Users can create free profiles, through which they can review wineries they’ve visited.
Wineries and vineyards can also join Kazzit but must pay a monthly subscription that ranges from $99-$199 per month in order to maintain the content of their profile. Subscribers can upload photos, details about the winemaker, awards, and “badges,” as well as other informative tidbits based on their subscription package. However, despite the steep monthly fees, wineries and vineyards will not be able to influence their ratings and reviews. Motamedi assures that the Kazzit team, like Yelp, will take the fair moderation of reviews very seriously.
In the last few decades, wine tourism has shown itself to be an industry with notable staying power. In Napa Valley alone, nearly 45% of wine revenue comes from direct sales. From that angle, Kazzit makes a lot of sense — individuals are looking for more convenient ways to seek out popular travel destinations for buying wine. As for locations that are outside of established wine regions? Although shelling-out for a profile might seem a bit peculiar for smaller wineries whose profit margins can be extremely slim, Kasperski hopes that Kazzit will help consumers discover locations closer to where they reside. This could be good news for Arizona’s small but flourishing wineries and vineyards, should they choose to subscribe.

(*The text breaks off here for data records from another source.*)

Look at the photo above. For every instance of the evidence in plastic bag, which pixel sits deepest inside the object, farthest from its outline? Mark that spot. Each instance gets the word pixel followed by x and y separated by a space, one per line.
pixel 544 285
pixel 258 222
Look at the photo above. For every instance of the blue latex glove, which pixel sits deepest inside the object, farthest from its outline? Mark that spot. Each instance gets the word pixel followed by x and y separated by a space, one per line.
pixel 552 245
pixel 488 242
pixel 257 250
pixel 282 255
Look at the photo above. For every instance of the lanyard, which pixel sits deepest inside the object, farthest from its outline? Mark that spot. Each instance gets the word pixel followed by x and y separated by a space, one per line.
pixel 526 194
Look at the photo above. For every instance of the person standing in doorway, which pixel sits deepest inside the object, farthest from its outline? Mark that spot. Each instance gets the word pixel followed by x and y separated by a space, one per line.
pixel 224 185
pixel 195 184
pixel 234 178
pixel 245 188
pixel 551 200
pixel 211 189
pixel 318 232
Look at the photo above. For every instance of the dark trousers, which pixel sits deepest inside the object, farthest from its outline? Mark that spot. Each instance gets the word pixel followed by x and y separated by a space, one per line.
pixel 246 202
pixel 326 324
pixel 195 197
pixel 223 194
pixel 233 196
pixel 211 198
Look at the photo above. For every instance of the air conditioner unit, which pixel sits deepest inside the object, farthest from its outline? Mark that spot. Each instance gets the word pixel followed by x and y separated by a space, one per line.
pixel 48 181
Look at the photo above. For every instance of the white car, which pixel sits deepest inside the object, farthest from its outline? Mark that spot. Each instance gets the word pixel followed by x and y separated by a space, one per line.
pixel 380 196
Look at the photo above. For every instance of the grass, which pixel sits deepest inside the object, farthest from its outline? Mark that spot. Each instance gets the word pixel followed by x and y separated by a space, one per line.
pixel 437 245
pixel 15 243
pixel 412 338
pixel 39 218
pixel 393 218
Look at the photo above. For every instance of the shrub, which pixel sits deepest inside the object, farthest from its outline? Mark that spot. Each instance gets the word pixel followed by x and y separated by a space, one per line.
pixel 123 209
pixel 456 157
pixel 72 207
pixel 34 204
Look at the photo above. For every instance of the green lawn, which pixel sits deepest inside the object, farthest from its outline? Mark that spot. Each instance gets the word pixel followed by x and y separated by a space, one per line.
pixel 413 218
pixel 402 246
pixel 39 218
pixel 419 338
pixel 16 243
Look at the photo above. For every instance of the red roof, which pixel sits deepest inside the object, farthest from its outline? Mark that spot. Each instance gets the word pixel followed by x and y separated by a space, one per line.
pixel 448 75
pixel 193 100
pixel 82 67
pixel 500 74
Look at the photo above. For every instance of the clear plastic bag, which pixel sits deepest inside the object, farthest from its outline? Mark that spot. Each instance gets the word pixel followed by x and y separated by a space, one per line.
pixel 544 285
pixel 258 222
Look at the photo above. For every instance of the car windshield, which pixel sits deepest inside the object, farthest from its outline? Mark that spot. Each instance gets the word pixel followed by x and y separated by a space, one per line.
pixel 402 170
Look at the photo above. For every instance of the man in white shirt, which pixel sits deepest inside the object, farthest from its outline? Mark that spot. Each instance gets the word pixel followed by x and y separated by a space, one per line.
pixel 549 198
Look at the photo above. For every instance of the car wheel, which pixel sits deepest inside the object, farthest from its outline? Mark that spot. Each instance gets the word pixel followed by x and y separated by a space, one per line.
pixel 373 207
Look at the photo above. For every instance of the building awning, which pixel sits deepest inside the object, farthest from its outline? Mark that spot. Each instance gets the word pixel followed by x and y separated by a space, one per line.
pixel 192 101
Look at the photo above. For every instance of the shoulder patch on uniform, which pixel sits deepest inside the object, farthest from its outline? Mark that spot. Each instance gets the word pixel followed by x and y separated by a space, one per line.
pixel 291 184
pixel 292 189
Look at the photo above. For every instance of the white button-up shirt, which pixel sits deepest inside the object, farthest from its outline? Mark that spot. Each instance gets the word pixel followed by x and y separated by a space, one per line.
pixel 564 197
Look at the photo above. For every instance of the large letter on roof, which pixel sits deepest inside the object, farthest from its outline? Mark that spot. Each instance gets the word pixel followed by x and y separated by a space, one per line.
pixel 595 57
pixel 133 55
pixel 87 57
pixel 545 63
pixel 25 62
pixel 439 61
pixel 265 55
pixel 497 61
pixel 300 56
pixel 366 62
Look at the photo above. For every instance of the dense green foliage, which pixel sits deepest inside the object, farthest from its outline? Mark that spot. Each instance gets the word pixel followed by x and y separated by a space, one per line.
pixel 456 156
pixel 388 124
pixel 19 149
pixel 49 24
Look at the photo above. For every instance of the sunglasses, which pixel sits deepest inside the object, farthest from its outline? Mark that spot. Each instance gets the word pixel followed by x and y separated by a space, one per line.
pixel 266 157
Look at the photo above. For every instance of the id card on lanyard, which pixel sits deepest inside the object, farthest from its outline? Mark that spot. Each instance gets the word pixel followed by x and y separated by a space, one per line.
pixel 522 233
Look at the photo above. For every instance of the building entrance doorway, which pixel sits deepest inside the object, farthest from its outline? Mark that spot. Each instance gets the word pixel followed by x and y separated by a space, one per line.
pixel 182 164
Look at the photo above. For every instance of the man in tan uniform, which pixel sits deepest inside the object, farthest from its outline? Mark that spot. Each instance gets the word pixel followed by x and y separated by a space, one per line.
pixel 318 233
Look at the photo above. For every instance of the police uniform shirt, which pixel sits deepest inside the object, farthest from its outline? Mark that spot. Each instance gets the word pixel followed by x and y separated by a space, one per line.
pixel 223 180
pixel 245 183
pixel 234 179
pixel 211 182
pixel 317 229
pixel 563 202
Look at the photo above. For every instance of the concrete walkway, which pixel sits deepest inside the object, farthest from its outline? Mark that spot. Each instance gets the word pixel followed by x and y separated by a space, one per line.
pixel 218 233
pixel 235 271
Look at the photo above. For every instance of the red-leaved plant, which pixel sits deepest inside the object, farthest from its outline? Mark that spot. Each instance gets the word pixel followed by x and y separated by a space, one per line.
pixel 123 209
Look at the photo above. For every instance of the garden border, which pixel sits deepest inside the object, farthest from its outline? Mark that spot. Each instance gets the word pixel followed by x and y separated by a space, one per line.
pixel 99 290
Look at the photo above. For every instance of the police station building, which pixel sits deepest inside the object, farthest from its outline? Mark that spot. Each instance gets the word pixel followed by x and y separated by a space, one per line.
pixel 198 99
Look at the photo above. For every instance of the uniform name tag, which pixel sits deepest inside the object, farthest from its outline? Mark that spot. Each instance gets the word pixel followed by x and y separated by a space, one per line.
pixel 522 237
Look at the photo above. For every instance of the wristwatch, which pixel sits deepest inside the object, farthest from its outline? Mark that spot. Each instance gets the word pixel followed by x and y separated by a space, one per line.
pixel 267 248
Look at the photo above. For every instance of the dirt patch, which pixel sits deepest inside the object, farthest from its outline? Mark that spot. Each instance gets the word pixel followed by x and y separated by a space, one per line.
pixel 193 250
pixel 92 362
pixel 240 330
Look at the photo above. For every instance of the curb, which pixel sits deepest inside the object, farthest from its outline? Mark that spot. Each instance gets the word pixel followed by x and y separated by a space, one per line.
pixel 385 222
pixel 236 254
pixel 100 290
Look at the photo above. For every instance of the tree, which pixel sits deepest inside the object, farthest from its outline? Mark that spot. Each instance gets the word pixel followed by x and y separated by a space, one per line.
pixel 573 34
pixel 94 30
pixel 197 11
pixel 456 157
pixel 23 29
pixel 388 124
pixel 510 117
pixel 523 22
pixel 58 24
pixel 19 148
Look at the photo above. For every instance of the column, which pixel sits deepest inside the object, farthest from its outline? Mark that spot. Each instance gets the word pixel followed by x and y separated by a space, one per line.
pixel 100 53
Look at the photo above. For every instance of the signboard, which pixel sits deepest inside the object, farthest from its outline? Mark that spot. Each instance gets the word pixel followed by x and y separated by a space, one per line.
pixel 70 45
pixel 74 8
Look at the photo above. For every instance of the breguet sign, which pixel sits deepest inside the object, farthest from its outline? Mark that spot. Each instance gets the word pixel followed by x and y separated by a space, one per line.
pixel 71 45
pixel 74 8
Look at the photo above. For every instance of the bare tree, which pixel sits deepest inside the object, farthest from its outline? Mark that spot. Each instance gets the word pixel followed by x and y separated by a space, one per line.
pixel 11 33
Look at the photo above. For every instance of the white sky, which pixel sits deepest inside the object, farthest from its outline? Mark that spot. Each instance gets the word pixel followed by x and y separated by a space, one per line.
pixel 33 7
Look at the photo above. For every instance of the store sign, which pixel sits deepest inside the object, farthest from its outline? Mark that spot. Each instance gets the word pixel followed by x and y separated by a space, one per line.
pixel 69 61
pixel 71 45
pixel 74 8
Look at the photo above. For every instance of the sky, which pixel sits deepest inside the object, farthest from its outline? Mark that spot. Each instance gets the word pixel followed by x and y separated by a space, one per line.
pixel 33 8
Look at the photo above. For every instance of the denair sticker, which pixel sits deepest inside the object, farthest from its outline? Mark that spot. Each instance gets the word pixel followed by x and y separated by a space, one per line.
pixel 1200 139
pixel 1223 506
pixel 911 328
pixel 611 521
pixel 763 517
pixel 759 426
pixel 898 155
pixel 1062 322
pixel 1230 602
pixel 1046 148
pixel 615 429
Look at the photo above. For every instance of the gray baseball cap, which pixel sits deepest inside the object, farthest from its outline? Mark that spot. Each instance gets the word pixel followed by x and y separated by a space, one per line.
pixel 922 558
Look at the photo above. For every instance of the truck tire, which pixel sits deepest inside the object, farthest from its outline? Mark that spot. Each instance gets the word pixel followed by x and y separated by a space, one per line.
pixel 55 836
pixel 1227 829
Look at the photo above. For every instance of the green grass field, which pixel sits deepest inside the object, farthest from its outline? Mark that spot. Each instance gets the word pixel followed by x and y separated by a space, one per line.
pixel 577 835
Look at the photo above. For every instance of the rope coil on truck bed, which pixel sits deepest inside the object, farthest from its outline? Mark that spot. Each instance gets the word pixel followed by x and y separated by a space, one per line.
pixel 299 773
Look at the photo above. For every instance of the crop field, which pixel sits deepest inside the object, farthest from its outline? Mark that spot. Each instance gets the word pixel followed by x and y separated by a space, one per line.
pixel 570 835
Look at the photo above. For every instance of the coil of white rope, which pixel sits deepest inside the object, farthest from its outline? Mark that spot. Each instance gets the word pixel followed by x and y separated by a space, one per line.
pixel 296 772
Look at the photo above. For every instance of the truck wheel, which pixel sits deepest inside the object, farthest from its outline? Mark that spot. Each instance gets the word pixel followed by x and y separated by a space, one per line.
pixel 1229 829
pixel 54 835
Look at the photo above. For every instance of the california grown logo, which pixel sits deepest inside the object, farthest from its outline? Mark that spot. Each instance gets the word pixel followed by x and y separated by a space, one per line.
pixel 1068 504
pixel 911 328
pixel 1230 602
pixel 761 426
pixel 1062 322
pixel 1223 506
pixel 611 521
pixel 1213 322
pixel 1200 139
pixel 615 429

Kazzit has only about 3,000 wineries currently listed, although it grows by about 50 new listings per day, Motamedi says. He and Kasperski hope to ultimately list more than 200,000 wineries worldwide. If that sounds like an awful lot of wineries, that’s because it is. Other long term goals for Kazzit include further development of wine events listings, industry-relevant news, and more specific search criteria like “sustainable practices” and “organic wine.”
And of course, Motamedi hopes to see an e-commerce store launch soon where wine can be both bought and sold.
Listing a profile for every winery in the world seems a daunting task, and it’ll be interesting to watch the Kazzit team try to keep up with the ever-growing task of adding content — while also improving the ease of navigation on the sometimes clunky site.